My relationship to Facebook has become completely dysfunctional, but I can’t bring myself to delete my account. For every one person who flashes his necrotic toenail via Instagram, two more people make me laugh. And, mornings without Facebook would be unimaginable, so I’ve gotten in the habit of placing a barf bag next to my coffee cup.
Due to the images of food, scar tissue and blood, and the revelations about Viagra and phlegm on Facebook, I now face an existential crisis. Even if I still felt tempted to gush about some aspect of my fascinating existence, I wouldn’t be able to do it. I have tried. Each time I try to write status update, a voice in my head intones “no one cares.”

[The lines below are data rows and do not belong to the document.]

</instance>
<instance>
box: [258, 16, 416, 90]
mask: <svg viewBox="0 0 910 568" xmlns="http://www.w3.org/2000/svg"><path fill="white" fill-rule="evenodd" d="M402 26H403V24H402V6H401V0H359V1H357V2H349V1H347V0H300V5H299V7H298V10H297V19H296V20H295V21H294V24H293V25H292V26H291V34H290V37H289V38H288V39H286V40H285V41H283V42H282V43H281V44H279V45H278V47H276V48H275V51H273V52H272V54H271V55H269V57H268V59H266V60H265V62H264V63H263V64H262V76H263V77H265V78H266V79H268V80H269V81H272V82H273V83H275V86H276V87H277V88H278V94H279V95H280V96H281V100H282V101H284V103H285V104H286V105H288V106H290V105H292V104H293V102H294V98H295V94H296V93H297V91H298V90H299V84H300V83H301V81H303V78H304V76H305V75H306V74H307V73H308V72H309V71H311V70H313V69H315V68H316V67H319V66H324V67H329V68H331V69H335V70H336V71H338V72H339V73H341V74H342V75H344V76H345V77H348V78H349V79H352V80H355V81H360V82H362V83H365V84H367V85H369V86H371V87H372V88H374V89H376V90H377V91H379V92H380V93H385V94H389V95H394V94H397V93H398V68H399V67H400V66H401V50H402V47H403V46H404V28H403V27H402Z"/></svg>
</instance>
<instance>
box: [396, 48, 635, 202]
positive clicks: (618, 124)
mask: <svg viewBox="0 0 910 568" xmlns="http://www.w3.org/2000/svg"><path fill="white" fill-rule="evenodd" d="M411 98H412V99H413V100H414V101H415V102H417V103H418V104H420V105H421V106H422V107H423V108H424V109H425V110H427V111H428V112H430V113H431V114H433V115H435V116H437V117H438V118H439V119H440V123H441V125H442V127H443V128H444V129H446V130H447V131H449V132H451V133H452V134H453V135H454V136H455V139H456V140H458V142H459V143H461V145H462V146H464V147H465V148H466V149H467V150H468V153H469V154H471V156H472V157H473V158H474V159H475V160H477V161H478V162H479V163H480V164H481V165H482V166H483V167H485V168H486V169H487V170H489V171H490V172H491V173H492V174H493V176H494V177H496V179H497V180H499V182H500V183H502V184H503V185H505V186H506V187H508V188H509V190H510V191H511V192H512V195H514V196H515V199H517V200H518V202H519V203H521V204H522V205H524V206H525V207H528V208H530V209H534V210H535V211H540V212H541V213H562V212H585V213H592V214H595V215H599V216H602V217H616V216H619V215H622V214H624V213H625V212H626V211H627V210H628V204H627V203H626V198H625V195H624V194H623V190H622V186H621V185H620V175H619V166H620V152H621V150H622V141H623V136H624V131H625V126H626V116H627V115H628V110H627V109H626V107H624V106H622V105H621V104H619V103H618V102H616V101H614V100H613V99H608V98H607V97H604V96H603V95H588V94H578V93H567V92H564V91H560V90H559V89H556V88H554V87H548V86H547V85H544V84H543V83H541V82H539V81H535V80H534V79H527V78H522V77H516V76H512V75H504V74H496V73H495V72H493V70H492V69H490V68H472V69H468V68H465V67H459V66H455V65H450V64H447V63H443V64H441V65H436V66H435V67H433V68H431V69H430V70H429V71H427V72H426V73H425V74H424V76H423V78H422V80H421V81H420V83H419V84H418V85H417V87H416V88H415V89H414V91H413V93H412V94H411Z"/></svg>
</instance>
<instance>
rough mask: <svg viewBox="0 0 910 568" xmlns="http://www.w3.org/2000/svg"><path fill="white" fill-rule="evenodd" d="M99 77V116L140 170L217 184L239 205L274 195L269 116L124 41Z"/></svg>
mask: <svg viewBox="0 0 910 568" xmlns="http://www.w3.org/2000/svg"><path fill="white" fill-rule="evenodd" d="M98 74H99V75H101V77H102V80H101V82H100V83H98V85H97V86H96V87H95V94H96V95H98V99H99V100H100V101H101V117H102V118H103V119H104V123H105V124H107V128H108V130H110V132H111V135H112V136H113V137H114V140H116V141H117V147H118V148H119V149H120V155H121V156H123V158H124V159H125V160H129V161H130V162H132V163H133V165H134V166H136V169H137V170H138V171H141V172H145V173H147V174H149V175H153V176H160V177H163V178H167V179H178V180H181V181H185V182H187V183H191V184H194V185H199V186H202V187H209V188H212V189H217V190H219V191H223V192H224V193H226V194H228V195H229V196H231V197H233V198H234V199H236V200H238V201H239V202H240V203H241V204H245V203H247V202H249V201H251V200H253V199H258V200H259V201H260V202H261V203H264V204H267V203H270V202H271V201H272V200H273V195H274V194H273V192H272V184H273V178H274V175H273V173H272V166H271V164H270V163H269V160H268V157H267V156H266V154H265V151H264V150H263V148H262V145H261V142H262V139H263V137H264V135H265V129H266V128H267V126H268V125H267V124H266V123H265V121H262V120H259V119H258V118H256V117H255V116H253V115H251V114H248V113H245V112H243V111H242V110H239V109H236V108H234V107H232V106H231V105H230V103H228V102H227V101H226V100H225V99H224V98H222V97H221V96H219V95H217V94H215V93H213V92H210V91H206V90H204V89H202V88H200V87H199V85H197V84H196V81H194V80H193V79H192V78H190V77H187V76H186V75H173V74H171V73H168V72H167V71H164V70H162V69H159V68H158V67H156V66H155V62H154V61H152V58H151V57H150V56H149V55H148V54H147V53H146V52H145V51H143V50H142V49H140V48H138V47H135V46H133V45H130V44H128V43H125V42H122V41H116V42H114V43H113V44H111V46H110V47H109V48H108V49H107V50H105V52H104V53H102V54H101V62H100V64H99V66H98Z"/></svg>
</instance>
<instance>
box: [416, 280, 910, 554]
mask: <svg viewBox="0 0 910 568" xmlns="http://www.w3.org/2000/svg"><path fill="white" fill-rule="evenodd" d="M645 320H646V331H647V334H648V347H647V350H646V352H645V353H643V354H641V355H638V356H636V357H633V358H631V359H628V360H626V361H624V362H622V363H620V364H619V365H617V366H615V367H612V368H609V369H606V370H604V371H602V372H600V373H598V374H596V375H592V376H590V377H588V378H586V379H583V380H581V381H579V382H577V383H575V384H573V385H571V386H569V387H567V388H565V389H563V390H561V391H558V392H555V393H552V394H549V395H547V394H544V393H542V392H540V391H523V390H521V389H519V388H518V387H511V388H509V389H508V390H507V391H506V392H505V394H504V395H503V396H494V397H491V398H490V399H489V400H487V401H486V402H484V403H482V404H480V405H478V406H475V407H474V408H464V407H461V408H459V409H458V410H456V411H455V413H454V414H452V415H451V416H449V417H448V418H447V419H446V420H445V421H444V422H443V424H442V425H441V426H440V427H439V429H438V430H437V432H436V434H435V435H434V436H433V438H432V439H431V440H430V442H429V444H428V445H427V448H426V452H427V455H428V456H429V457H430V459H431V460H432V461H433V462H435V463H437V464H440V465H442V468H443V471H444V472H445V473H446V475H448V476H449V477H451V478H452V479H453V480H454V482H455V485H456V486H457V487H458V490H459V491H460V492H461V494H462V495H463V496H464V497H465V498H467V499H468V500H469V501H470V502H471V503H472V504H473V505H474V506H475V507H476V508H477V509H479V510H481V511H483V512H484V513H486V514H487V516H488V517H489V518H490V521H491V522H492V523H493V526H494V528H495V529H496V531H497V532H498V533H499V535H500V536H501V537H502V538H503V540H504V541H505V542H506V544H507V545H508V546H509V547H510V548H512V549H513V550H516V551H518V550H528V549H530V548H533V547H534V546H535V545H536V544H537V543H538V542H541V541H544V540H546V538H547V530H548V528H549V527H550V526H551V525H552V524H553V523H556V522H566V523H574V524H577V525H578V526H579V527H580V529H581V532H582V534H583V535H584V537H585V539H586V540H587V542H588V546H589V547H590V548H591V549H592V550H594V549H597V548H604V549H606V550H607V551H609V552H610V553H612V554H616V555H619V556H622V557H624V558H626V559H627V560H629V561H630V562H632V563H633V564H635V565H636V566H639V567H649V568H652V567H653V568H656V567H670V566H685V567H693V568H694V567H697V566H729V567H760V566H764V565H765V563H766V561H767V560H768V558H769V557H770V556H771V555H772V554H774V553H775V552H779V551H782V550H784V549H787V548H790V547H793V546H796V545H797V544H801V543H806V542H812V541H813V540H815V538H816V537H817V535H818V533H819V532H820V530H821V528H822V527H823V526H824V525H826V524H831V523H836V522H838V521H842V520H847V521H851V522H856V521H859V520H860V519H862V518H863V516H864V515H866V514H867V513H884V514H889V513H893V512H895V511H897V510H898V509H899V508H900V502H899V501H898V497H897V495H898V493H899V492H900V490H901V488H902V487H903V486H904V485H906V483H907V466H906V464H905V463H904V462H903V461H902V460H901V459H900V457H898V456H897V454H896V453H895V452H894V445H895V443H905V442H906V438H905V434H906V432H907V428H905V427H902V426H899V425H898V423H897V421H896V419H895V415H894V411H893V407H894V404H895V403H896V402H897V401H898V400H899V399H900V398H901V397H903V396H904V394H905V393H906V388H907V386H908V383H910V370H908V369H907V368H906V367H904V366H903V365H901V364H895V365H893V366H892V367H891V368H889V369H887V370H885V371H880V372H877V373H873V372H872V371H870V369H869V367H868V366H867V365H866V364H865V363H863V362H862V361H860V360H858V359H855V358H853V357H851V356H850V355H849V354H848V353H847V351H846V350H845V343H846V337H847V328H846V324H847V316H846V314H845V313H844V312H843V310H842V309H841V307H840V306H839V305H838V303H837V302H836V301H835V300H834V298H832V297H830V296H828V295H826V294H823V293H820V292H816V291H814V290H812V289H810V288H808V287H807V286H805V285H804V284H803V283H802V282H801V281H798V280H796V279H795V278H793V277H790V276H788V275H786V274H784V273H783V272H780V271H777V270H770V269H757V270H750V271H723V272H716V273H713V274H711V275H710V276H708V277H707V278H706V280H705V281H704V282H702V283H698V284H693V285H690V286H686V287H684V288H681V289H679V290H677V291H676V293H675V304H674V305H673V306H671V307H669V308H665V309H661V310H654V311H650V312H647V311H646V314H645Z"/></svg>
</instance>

In the past, I have ignored that soul-crushing voice because there were things I really wanted to share. In the spirit of full disclosure, I give you these examples from my own timeline.
November 5, 2012: “Blasting Peter Frampton while I’m working out gives me goosebumps even though I’m sweating like a horse and my shirt is soaked”
November 15, 2012: “I haven’t used shampoo in weeks. Instead, I clean my hair with baking soda and cider vinegar. So long large, flakes of dandruff“
November 22, 2012: “I just discovered these AMAZING bras! I am so over the padded ones because they stink in the summer!”
December 18, 2012: “Cutting dairy out of my diet. Too much mucus!”
December 31, 2012: “Thinking about getting a new vibrator. Can anyone recommend one?”
After my own Facebook transgressions, I have since turned into a benevolent lurker, and autocratic poster. I engage in conversations with friends, but rarely post status updates anymore unless it is to promote this blog.
If I recklessly express my dismay about our country’s gun problem because, say, 26 people were murdered in a school by a creepy white kid with an automatic weapon, I quickly discover that I am expected to participate in, and/or moderate a “fair and balanced” debate.
I should be more open to debate, but it isn’t nice to publicly annihilate your friends, especially after they’ve just checked out a picture of your gall bladder.